My name is Holly Mae Davis, and I am a social worker. I went to Jessamine County High School, earned my bachelor’s degree in social work at the University of Kentucky – College of Social Work, and my master’s of social work at Asbury University. I am the youngest of seven children. I come from a blended family. My Mother would have been 80 in early March. She passed away in late February of this year. The legacy she left behind was love.
I am 43 years old, and I was a Public Child Welfare Certification Scholarship recipient at the University of Kentucky – College of Social Work. The state of Kentucky helped pay for my education, and I served as a child protective services investigator when I graduated.
A sociology professor helped me make the decision that I wanted to study social work and be a professional social worker instead of study psychology. I didn’t know what a social worker did at that time. Growing up in the suburbs of Lexington (North Jessamine County), we did not see social workers in homes or schools. When I graduated, a professor said that social workers are “physicians of the spirit.” A lot of people do not understand what social workers do.
Social work found me. There is an old prejudice, that social workers take children away from their parents. This is not true. When I chose to be a child protective services investigator, I wanted to help build trust with clients and the community served, and child protective services workers.

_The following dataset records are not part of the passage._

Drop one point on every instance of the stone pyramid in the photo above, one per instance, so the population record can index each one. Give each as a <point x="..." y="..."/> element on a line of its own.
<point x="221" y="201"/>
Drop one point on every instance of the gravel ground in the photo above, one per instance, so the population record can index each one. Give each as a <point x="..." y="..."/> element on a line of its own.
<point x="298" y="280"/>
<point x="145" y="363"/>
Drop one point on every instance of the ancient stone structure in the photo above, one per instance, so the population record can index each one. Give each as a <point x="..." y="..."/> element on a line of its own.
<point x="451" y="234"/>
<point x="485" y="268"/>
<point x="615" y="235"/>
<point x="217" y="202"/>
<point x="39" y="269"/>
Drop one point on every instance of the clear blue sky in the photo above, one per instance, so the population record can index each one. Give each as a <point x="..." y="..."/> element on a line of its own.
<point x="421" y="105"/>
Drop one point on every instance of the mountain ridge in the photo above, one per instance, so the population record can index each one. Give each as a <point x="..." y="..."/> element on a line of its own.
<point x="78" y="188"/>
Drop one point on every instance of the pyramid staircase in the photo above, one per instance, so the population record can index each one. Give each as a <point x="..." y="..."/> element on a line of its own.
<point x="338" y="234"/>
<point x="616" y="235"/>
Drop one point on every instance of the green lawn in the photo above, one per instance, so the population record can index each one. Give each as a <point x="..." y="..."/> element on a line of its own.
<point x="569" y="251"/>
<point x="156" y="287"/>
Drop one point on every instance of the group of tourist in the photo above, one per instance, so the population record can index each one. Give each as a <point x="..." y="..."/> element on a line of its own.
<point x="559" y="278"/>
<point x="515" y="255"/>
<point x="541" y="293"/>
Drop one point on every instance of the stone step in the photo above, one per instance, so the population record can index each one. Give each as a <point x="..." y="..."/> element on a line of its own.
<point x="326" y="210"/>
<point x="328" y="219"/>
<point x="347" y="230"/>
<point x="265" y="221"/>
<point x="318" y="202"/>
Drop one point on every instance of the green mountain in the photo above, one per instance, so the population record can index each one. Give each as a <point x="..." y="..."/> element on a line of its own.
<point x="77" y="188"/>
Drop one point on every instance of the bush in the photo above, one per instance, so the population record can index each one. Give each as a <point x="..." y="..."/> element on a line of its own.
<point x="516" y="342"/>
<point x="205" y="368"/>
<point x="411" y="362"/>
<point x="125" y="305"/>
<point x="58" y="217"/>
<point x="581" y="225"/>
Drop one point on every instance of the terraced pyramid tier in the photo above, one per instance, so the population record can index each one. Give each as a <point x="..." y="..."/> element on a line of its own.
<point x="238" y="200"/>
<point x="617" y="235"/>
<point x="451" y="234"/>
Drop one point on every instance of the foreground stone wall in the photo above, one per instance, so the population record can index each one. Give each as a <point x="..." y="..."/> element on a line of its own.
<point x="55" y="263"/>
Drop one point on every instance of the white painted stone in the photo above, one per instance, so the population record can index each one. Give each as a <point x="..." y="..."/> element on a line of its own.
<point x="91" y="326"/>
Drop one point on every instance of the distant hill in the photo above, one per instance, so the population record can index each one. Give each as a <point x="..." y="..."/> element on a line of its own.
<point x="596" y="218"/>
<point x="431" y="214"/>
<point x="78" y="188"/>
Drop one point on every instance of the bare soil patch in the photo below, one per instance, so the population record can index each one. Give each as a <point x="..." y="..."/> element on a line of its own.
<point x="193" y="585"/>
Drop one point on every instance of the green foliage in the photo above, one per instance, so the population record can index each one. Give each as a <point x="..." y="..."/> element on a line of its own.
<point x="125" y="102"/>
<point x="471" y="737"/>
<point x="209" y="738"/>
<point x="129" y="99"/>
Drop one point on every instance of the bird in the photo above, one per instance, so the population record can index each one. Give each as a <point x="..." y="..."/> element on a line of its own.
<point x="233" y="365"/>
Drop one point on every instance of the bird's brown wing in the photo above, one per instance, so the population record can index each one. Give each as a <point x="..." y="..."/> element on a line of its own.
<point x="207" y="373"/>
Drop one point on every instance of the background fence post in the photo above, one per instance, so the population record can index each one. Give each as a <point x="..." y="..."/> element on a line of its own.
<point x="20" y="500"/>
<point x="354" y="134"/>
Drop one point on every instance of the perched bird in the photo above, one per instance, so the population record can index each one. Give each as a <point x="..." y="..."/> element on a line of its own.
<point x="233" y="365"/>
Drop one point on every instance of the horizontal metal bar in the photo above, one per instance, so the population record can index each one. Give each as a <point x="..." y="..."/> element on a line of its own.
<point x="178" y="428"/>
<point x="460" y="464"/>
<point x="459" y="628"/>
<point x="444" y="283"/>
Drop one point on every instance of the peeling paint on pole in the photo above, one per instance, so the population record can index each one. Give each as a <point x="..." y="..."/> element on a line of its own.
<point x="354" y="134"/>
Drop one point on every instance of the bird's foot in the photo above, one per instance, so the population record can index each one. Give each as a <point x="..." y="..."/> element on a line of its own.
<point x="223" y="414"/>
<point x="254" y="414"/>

There is little trust. It can be intimidating if and when a social worker gets involved with your child or family, but they can help save your family’s lives. I encourage you to cooperate. We are here to help, and the help will be temporary. It will not be as hard as you think.
Kentucky law requires that a report be made when a child is abused or neglected. Both physical and sexual abuse must be reported. Any sexual activity involving a child and an adult is considered abuse, including intimate touching, fondling, masturbation or penetration, exposure to pornography, genital exposure, including through sexting or other use of technology; sexual exploitation, including acts related to pornography and prostitution. Kentucky law requires reporting when any person knows or has reasonable cause to believe that a child is neglected or abused. Failure to report is a crime. Report to Child Protective Services Jessamine County by calling 859-885-9451. Their office is located at 111 E Edgewood Drive in Nicholasville. You can also call 1-877-KYSAFE1 (877-597-2331).
Please utilize your community. Know your neighbors, who is safe and who is not. Parents and caregivers, please monitor your children’s computer, phone, and social media accounts. Always monitor their online school time. Children need boundaries and are looking for you to create those boundaries. Signs that something is wrong include self-isolation, hurting animals/pets, self-harm, too much cell phone or computer use, unknown computer/online/phone accounts, bullying, and perfectionism. Parents should know the parents of the children their children are hanging out with.
Some advice for children includes creating short- and long-term goals/dreams; wait to get into serious friendships/relationships with the opposite sex; think about college; do not use alcohol or drugs. Parents, don’t let your children see you use drugs, or see you under the influence of alcohol.
Have one-on-one conversations with your children, and then have family conversations. Do not keep secrets.
Parents and children, say this to yourself as often as you can: I am intelligent, I am strong, I am worthy.
We are worthy, Kentucky. Let’s be a strong community and move forward in a healthier Kentucky. Let’s create a legacy of love.